Erano le lettere di un nome, un metro di misura. Erano una statua da onorare, appena sfiorata con il pensiero. Fatico a pronunciare la parola “voglio”, oscillo con passi maldestri verso la cucina, faccio roteare la scodella con la grazia scoordinata dovuta all’ansia. Abbia inizio un’altra giornata nella quale mi guarderò crescere le unghie, cucinerò dando un significato cognitivo ed affettivo alla verdura e alla carne e piangerò. Farò la cernita delle parole, le tratterò con parsimonia. Ignorerò i miei errori sui tempi della cottura, poiché non mi interessa far colpo su me stessa, coi miei piatti.
Al pomeriggio, mi siederò al computer contro le mie vittime, secondo una lista segreta.
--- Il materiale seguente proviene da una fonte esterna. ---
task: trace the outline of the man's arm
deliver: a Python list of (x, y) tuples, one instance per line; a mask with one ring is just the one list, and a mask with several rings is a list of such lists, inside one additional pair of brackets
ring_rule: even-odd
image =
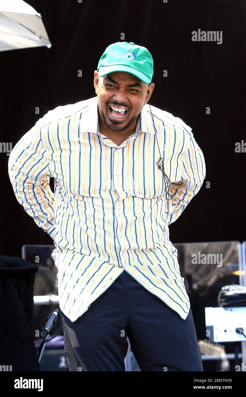
[(171, 183), (169, 193), (172, 197), (173, 211), (168, 225), (181, 214), (185, 208), (200, 190), (206, 175), (203, 154), (191, 132), (189, 144), (183, 155), (181, 178)]
[(35, 125), (16, 144), (9, 156), (8, 172), (19, 202), (38, 225), (53, 238), (54, 197), (49, 184), (52, 175), (41, 131)]

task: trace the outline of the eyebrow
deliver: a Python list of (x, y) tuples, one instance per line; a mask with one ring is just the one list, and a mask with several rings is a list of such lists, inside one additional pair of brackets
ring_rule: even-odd
[[(106, 80), (108, 81), (111, 81), (111, 83), (113, 83), (114, 84), (116, 84), (118, 85), (118, 83), (117, 81), (115, 81), (113, 79), (109, 76), (106, 75), (104, 77), (103, 81)], [(140, 83), (134, 83), (133, 84), (129, 84), (128, 85), (126, 86), (127, 87), (140, 87), (141, 88), (142, 88), (142, 85)]]

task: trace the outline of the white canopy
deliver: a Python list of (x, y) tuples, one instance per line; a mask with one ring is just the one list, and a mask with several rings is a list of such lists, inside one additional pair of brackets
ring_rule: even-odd
[(22, 0), (0, 0), (0, 51), (51, 46), (40, 14)]

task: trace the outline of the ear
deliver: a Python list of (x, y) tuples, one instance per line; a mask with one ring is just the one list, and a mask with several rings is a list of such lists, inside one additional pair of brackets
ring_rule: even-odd
[(149, 87), (149, 88), (148, 87), (148, 89), (147, 90), (147, 93), (146, 93), (146, 96), (145, 97), (145, 100), (144, 101), (145, 105), (146, 105), (146, 103), (150, 98), (153, 90), (154, 89), (154, 87), (155, 87), (155, 85), (154, 83), (151, 83), (150, 87)]
[(97, 95), (97, 92), (98, 91), (98, 83), (99, 83), (99, 77), (98, 75), (98, 73), (97, 70), (94, 71), (94, 87), (95, 88), (95, 91), (96, 91), (96, 94)]

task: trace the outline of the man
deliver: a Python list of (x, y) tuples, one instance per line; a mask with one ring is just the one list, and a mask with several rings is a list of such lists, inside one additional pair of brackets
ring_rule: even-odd
[(9, 157), (17, 200), (54, 239), (69, 371), (125, 370), (127, 336), (142, 371), (203, 370), (168, 225), (204, 159), (191, 128), (147, 104), (153, 72), (145, 48), (110, 45), (97, 96), (48, 112)]

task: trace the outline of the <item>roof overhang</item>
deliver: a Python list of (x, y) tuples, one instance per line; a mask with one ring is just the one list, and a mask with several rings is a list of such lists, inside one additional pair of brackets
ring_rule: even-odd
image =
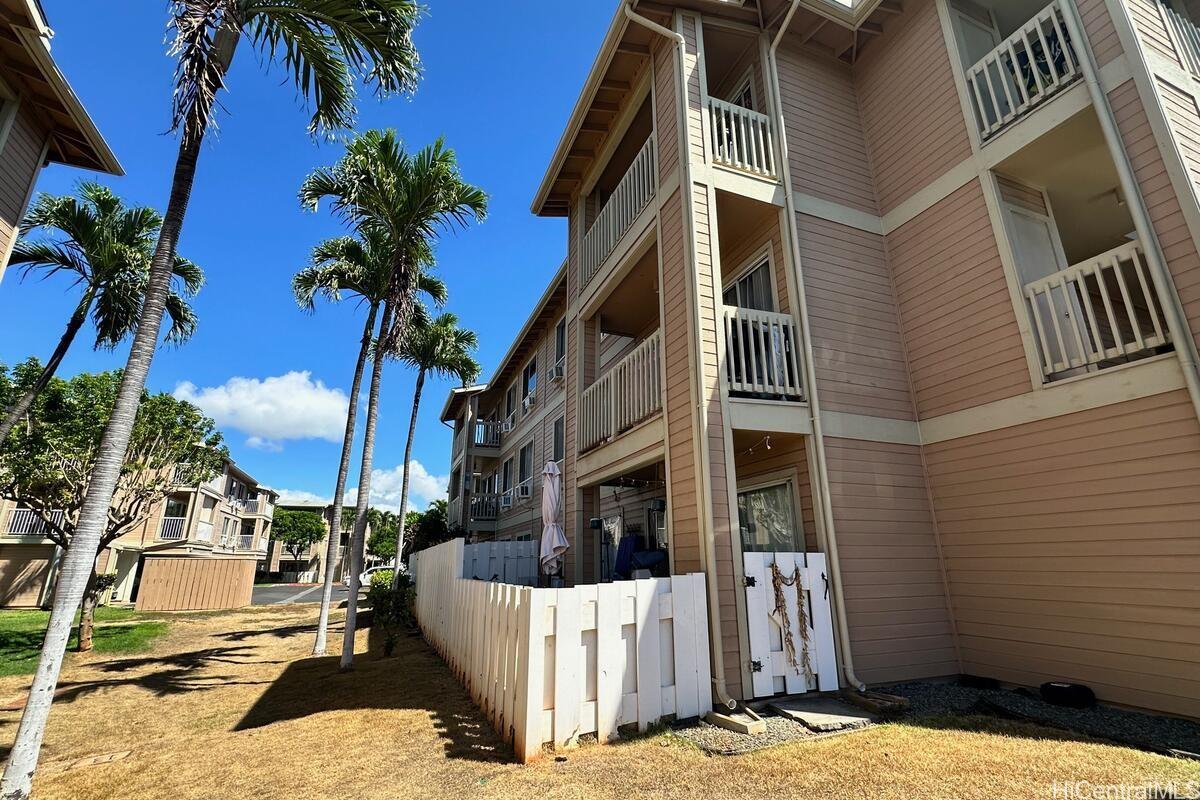
[(54, 31), (36, 0), (0, 0), (0, 72), (18, 84), (49, 130), (49, 161), (124, 175), (88, 110), (50, 55)]

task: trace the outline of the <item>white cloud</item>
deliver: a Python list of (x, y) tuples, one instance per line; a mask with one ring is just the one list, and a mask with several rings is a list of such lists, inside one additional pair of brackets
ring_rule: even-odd
[[(408, 476), (408, 510), (424, 511), (433, 500), (444, 500), (450, 483), (449, 475), (431, 475), (425, 464), (412, 461), (413, 469)], [(400, 465), (391, 469), (371, 471), (371, 505), (383, 511), (400, 511), (401, 489), (404, 483), (404, 471)], [(304, 489), (278, 489), (280, 505), (289, 503), (331, 503), (330, 495), (320, 495)], [(354, 505), (359, 491), (347, 489), (344, 505)]]
[(313, 380), (310, 372), (271, 378), (230, 378), (220, 386), (175, 386), (175, 397), (194, 403), (222, 427), (248, 435), (246, 444), (277, 452), (288, 439), (341, 441), (349, 401), (341, 389)]

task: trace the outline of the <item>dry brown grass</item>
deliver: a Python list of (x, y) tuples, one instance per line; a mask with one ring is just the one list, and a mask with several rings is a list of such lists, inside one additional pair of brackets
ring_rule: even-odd
[[(992, 800), (1049, 798), (1055, 780), (1200, 781), (1196, 764), (1003, 723), (882, 726), (736, 758), (653, 736), (522, 768), (419, 639), (342, 675), (307, 657), (314, 619), (311, 606), (181, 616), (146, 656), (72, 662), (37, 796)], [(25, 686), (0, 679), (0, 704)], [(17, 718), (0, 712), (10, 736)]]

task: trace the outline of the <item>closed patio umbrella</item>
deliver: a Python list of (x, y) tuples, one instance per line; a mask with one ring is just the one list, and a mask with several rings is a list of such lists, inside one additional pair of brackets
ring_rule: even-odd
[(563, 569), (563, 553), (570, 545), (558, 524), (559, 498), (562, 495), (562, 470), (552, 461), (541, 470), (541, 572), (558, 575)]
Non importa da dove inizio. Di solito, seguo uno schema basato sulla stessa invettiva. Nessuno legge mai ciò che scrivo, ma questo non è importante. Anzi, è un bene. Infatti mi risparmia dalle denunce. Spesso sono morti, quelli che non sopporto, sono morti con disinvoltura.
Nelle orecchie, conservo echi di pianto, che la notte irridono il sonno. Ci sono appunti cancellati, fiamme esaurite, baci che ho allontanato da me. Non ho occhi nuovi, né cerco una prospettiva che annulli la mia reclusione e sfido la libertà muta dello schermo del computer. La mia rabbia è un grappolo di affermazioni glaciali, irremovibili e comprometto il mio nome, per essa. Ma del resto, ogni spina ha la sua rosa.
In un cassetto, conservo un mazzo di fotografie che il tempo ha reso irreali. Ero felice, e tu con me. Ora, il solo piacere è tutto il nulla che non mi sazia. Ogni tanto, riesco a fingere di sorridere e sconfino altrove, in un mondo dove le paure non sono reali.